Virtual Sensing-Enabled Digital Twin Framework for Real-Time Monitoring of Nuclear Systems Leveraging Deep Neural Operators
Raisa Bentay Hossain, Farid Ahmed, Kazuma Kobayashi, Seid Koric, Diab Abueidda, Syed Bahauddin Alam
TL;DR
The paper addresses real-time monitoring in nuclear reactors where physical sensors are limited by harsh environments, proposing a DeepONet-based digital twin to serve as a dynamic, virtual sensing framework. It learns operator mappings $G_i$ from input functions $u$ (e.g., inlet velocity) to spatial fields $G_i(u)(y)$ for pressure, velocity, and turbulence in the AP-1000 hot leg, with per-parameter linear refiners to boost accuracy. Results show high predictive accuracy (low MSE and Relative $L_2$ error) and near real-time inference (≈0.135 s), achieving speedups of roughly $10^3$–$10^4$ over conventional CFD, enabling synchronization with the physical system. The framework supports degradation-aware monitoring and proactive maintenance, and demonstrates robustness to data splits and reduced mesh sizes, though limitations such as spectral bias in turbulence are noted, with future work pointing toward diffusion-based neural operators and hybrid region-specific models.
Abstract
Effective real-time monitoring is a foundation of digital twin technology, crucial for detecting material degradation and maintaining the structural integrity of nuclear systems to ensure both safety and operational efficiency. Traditional physical sensor systems face limitations such as installation challenges, high costs, and difficulty measuring critical parameters in hard-to-reach or harsh environments, often resulting in incomplete data coverage. Machine learning-driven virtual sensors, integrated within a digital twin framework, offer a transformative solution by enhancing physical sensor capabilities to monitor critical degradation indicators like pressure, velocity, and turbulence.
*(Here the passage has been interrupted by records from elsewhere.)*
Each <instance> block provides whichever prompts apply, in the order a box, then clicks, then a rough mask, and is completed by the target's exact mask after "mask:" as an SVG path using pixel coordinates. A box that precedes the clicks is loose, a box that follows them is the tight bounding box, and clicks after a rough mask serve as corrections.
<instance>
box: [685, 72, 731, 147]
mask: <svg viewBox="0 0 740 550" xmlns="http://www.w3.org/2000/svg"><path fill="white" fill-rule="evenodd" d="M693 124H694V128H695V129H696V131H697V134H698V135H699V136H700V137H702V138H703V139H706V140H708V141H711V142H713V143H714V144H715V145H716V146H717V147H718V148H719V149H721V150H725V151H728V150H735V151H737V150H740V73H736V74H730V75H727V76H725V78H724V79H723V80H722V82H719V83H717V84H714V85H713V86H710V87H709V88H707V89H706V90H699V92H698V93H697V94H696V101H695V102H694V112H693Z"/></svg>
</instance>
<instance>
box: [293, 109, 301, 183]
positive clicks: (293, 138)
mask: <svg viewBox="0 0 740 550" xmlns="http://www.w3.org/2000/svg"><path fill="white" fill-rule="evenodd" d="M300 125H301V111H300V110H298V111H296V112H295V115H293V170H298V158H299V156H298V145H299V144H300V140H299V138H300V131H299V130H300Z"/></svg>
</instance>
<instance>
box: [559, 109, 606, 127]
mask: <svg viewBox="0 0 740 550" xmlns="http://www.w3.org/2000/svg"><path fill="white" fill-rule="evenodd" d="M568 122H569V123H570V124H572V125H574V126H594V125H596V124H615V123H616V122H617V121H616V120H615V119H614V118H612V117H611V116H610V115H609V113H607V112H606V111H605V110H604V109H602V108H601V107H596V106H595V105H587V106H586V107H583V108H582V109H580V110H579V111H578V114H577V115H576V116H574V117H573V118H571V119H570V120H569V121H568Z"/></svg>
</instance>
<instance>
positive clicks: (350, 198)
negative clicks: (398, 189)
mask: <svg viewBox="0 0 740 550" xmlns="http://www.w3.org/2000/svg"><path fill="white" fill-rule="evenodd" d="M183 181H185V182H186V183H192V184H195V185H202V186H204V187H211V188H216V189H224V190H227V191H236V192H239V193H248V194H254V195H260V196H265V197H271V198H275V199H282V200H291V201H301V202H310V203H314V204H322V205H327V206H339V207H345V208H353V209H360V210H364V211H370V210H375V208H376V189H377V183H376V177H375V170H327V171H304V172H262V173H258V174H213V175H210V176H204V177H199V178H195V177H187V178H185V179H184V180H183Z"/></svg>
However, conventional machine learning models struggle with real-time monitoring due to the high-dimensional nature of reactor data and the need for frequent retraining. This paper introduces the use of Deep Operator Networks (DeepONet) as a core component of a digital twin framework to predict key thermal-hydraulic parameters in the hot leg of an AP-1000 Pressurized Water Reactor (PWR). DeepONet serves as a dynamic and scalable virtual sensor by accurately mapping the interplay between operational input parameters and spatially distributed system behaviors. In this study, DeepONet is trained with different operational conditions, which relaxes the requirement of continuous retraining, making it suitable for online and real-time prediction components for digital twin. Our results show that DeepONet achieves accurate predictions with low mean squared error and relative L2 error and can make predictions on unknown data 1400 times faster than traditional CFD simulations. This speed and accuracy enable DeepONet to synchronize with the physical system in real-time, functioning as a dynamic virtual sensor that tracks degradation-contributing conditions.